Library building under construction
Jacob Munoz
Louisville Free Public Library director Lee Burchfield said the Parkland branch is expected to be reopened by early 2025.

Louisville Metro Council has allocated millions in federal funds toward library renovation and reopening projects and delayed park maintenance. The money became available after the city canceled a $40 million workforce contract.

Metro Council members approved the American Rescue Plan Act spending last week in a near-unanimous vote, weeks after Louisville Mayor Craig Greenberg announced he had terminated support for a health care workforce project, following an ethics scandal involving a council member.

More than half the $40 million is now set aside for four public libraries — renovating some branches and building a new one — and deferred parks projects across the city.

Last year, city lawmakers allocated more than $14.5 million in ARP funds for the libraries. But Lee Burchfield, director of the Louisville Free Public Library, said Tuesday that project estimates have become more expensive since then due to construction.

“We already had increased what we were anticipating them to cost from our original cost projections, from like three years ago,” Burchfield said. “But when the bids came back, they were even higher than those increased estimates.”

Burchfield said he previously estimated that renovating the Parkland and Portland libraries could be finished by the end of this year. However, those expectations were too optimistic, he said, and the bidding and design processes have taken longer than anticipated.

He said the renovated Parkland and Portland libraries are now projected to open in early 2025, and that the Portland expansion is increasing by about 1,500 square feet. Burchfield noted that the two branches are in historically-disinvested neighborhoods in west Louisville.

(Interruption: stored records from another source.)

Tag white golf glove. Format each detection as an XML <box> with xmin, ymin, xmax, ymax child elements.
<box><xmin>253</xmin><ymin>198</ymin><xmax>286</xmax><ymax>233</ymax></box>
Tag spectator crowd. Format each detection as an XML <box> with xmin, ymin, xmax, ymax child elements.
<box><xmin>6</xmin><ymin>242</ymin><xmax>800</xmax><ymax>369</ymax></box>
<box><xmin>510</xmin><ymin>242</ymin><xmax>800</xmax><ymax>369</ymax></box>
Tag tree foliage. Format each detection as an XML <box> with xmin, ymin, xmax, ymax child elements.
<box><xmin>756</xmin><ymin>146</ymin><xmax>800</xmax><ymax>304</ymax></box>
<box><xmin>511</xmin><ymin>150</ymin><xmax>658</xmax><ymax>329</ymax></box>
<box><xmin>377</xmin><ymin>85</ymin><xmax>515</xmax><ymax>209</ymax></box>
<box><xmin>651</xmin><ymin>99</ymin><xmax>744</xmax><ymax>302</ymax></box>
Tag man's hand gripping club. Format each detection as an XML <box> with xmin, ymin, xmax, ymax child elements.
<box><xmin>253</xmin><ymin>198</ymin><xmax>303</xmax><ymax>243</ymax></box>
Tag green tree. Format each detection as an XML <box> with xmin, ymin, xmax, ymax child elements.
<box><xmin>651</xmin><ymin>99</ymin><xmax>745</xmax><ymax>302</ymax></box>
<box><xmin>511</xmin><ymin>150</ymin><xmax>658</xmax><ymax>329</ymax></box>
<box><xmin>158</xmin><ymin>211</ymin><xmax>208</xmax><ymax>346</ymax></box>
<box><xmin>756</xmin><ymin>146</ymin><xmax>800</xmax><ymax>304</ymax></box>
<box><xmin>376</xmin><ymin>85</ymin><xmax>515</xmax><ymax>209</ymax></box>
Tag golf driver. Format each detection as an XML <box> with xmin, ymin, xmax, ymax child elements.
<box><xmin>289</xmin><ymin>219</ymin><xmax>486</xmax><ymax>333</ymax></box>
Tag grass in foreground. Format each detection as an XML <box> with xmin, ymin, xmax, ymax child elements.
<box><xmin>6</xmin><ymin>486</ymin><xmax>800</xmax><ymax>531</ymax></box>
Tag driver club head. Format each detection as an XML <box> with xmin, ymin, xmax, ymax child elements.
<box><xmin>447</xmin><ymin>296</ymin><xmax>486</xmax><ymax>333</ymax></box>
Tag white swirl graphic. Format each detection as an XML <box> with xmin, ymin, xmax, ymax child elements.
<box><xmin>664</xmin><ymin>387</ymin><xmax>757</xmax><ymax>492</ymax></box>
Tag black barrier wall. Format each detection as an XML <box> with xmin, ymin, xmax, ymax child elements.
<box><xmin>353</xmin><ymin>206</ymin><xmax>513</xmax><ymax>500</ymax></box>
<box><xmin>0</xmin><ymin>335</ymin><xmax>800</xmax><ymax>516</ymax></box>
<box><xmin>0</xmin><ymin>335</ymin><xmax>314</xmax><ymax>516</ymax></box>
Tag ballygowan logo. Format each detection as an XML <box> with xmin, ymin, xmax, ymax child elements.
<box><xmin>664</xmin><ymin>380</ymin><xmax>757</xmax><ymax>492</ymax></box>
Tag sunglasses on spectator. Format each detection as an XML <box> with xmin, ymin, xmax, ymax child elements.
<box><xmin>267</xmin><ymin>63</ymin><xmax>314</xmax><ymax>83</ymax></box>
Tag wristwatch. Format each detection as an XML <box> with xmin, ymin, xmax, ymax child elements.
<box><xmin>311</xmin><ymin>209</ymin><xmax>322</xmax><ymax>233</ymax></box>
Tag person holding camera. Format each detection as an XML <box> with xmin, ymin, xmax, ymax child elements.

“For both Parkland and Portland, this is going to completely change the experience that people in those neighborhoods have when they come to their local library,” Burchfield said.

He added that he expects work on the Main Library and the new Fern Creek location to be finished by the end of 2025.

The Louisville Free Public Library Foundation has also committed to raising $5 million for the projects, which would leave around $4.7 million in unmet funding needs.

A woman speaks at a lectern. A group of people stand behind her and listen.
Jacob Munoz
Metro Council member Tammy Hawkins, a District 1 Democrat, speaks at a press conference at the closed Parkland Library on Dec. 19, 2023.

Construction workers were working at the closed Parkland Library on Tuesday, as city officials and leaders gathered to celebrate the new Metro Council funding.

At the event, Mayor Craig Greenberg said the reallocated funding supported goals that work together. The remaining $15 million went toward workforce and personal finance projects led by nonprofits.

“Today is a wonderful day, because we are celebrating this historic investment,” Greenberg said, adding it would encourage “businesses [to] want to locate in Louisville, because we have great parks and great libraries and other great amenities that make it a great place to live.”

Jason Canuel, director of Louisville Metro’s Parks department, thanked the mayor and city officials in a press release.

“Each of these projects is vitally important to those who use our parks and community centers every single day,” Canuel said.

Groups using any ARP funds are required to spend them by the end of 2026.